Give the posterior estimate for $p$ based on this prior.
I find Bayesian estimation very hard to grasp, can someone help me out on this one?
 A: Outline and Hints: According to the applicable version of Bayes' Theorem, you have
$$f(p\,|\,\mathbf{x}) \propto f(p) \times f(\mathsf{x}\,|\, p).$$
Here $f(p\,|\,\mathbf{x})$ represents the posterior distribution of $p$ given data,
$f(\mathsf{x}\,|\, p)$ is the likelihood function of the data, and $f(p)$
is the PDF of the prior distribution [in your case $\mathsf{Beta}(2,2)].$
With your prior and data consisting of $x$ successes in $n$ binomial
trials, one can see that the posterior distribution would be $\mathsf{Beta}(2+x,\; 2+n-x).$ [This is easy to see looking at the kernel of the likelihood because the beta prior and binomial likelihood are 'conjugate' (mathematically compatible).]
You don't say what kind of Bayesian estimate you want. For point
estimates, the mode and mean (and even the median) of the posterior
distribution have been used. For a Bayesian 95% probability interval estimate
one method is to find quantiles .025 and .975 of the
posterior distribution. (Something like the qbeta function in R
can be used to do the numerical integration, if necessary.)

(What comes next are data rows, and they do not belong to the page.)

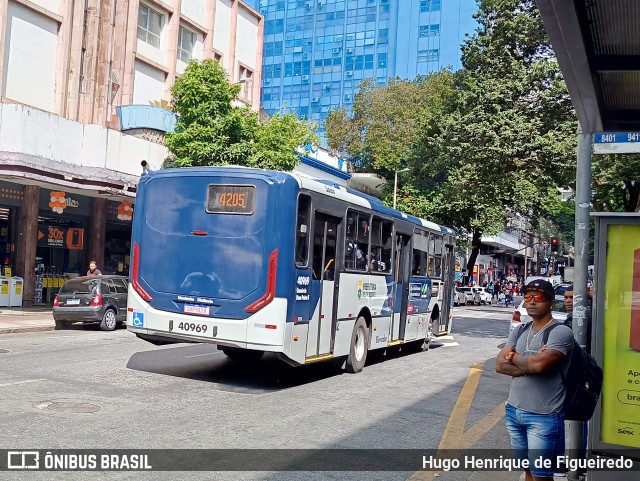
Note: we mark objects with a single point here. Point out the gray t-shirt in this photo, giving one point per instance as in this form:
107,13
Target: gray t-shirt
540,393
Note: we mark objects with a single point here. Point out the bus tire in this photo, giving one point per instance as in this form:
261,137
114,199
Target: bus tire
359,346
242,354
421,345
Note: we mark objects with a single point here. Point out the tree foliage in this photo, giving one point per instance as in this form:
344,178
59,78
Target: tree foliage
616,182
382,131
511,141
210,130
492,140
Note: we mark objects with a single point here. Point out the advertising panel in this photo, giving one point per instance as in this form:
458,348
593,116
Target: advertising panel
620,416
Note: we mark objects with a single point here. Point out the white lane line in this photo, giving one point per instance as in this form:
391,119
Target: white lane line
21,382
205,354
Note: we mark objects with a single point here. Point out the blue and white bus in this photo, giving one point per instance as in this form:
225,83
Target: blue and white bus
256,260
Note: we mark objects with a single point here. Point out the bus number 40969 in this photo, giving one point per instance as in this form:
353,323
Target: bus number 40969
192,326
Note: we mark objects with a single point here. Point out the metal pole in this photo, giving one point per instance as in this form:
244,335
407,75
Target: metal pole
576,442
395,190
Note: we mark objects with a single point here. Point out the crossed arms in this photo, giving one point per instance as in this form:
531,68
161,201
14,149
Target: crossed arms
513,364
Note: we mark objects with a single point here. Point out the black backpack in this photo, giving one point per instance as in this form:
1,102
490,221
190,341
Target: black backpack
582,383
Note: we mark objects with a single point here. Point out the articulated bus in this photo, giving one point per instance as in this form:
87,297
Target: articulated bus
256,260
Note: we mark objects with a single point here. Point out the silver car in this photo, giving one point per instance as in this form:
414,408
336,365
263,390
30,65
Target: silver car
481,295
101,299
464,296
559,313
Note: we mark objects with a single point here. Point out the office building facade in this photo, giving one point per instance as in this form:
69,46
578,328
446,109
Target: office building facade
316,52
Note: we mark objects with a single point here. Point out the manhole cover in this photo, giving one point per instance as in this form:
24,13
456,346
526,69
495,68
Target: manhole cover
68,407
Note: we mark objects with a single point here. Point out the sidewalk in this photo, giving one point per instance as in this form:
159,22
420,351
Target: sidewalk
14,319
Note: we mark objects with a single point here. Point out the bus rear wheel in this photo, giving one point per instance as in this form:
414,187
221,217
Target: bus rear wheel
242,354
359,346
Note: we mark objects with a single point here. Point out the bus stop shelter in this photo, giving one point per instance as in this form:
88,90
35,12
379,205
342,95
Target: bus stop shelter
597,45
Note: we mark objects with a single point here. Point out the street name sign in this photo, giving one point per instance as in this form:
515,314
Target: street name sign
616,143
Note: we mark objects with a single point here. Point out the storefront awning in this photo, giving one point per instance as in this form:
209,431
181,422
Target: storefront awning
90,181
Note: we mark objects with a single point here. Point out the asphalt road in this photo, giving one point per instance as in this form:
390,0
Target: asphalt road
86,389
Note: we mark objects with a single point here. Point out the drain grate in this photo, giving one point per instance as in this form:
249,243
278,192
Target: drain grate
68,407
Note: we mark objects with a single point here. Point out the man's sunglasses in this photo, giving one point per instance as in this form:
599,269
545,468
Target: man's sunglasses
537,298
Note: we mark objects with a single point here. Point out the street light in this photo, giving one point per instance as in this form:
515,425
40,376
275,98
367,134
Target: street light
395,185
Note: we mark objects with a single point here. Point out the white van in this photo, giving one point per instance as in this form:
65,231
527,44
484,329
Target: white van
555,280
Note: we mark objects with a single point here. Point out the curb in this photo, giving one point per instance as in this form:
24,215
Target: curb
17,330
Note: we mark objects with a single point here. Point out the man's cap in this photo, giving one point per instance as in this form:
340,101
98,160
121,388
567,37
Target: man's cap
541,285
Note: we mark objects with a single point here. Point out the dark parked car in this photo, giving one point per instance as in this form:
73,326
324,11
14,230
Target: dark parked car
100,299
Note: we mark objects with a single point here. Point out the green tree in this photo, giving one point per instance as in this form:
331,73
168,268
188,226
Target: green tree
511,140
211,131
277,141
616,182
381,132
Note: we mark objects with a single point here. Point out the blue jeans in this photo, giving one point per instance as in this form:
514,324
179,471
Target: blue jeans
536,436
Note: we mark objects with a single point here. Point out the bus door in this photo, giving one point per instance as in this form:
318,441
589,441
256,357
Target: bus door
446,290
401,289
321,325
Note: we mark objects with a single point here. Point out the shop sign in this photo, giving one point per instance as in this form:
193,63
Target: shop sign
60,202
63,237
621,340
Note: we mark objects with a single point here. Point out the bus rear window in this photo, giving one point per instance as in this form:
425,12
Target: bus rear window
231,199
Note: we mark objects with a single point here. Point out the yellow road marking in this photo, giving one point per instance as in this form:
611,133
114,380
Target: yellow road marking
454,436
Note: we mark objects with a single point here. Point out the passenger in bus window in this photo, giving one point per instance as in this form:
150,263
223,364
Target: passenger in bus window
361,259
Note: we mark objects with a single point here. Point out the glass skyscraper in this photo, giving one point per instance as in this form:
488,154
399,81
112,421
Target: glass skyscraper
316,52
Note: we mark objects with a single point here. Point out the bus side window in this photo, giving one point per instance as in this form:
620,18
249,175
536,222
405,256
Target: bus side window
302,231
420,249
356,248
381,245
435,256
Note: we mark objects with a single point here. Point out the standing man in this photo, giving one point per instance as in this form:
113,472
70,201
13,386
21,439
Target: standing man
93,269
534,416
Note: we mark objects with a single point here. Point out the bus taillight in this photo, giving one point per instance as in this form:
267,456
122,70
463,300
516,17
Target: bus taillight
271,285
134,274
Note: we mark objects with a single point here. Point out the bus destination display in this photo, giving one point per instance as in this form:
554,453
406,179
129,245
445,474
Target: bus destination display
231,199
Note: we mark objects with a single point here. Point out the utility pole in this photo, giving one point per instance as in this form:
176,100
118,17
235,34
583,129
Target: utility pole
581,265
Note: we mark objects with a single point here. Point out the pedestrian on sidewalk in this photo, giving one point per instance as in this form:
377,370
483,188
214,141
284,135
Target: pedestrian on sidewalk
534,415
93,269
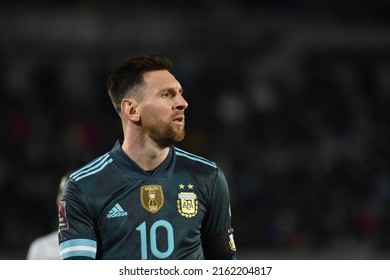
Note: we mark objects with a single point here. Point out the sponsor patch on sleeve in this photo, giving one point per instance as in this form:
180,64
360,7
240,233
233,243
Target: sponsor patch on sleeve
62,221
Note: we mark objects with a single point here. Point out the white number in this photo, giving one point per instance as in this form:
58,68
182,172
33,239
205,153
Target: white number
153,239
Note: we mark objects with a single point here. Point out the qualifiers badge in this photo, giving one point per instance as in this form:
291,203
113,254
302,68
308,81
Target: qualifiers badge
152,198
62,221
187,203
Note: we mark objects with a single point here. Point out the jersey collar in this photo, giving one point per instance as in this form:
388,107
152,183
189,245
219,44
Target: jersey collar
133,170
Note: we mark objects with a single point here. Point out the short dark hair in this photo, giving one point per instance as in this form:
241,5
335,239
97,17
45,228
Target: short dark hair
129,75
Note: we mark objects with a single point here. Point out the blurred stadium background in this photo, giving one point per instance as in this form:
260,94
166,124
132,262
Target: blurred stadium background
291,98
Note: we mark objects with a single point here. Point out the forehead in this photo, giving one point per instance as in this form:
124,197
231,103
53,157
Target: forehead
160,79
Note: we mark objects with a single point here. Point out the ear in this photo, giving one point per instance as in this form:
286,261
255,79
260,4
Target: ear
129,109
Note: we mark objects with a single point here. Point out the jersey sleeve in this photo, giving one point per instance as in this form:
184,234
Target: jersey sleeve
76,235
217,233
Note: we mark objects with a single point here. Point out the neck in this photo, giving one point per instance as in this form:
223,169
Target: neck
146,153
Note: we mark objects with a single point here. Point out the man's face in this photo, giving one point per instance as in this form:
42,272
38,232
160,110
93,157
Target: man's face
161,107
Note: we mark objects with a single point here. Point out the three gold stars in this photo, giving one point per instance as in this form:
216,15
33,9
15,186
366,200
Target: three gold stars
190,186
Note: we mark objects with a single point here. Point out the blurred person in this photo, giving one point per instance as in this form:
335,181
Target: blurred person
146,198
46,247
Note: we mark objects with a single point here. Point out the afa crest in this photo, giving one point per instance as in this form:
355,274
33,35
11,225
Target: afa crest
152,198
187,203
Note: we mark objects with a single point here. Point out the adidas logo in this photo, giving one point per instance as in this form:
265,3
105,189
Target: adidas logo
116,211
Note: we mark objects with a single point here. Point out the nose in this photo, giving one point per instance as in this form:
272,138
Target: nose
181,103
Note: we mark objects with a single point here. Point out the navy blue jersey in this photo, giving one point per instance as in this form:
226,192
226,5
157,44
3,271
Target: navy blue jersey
113,209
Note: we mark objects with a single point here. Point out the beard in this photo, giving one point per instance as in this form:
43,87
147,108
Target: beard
166,134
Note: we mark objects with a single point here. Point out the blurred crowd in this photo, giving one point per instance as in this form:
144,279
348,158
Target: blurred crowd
292,103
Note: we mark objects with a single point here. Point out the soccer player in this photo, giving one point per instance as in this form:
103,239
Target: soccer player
146,198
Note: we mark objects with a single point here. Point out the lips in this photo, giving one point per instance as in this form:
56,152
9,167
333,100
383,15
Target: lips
179,118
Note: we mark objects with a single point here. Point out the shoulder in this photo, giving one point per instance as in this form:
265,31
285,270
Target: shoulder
195,159
94,167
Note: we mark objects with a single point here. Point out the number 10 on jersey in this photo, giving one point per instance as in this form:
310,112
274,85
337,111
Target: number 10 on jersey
142,228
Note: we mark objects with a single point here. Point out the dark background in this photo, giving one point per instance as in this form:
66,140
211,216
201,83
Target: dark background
290,97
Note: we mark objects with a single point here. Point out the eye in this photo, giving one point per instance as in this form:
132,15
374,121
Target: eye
167,94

Addendum per comment: I answered for binomial data. But your likelihood function is $\prod_{i=1}^n f(x_i|p)$, for the given $f(x|p).$ Then you would get somewhat different beta parameters for the posterior. My guess is that the answer is the mode of the posterior distribution, but I don't have the full context of what you've been studying. In meetings next few days so can't quickly go further into it. If you can't get it on your own, then I suggest you 'unaccept' my 'outline and hints' and maybe someone else will help.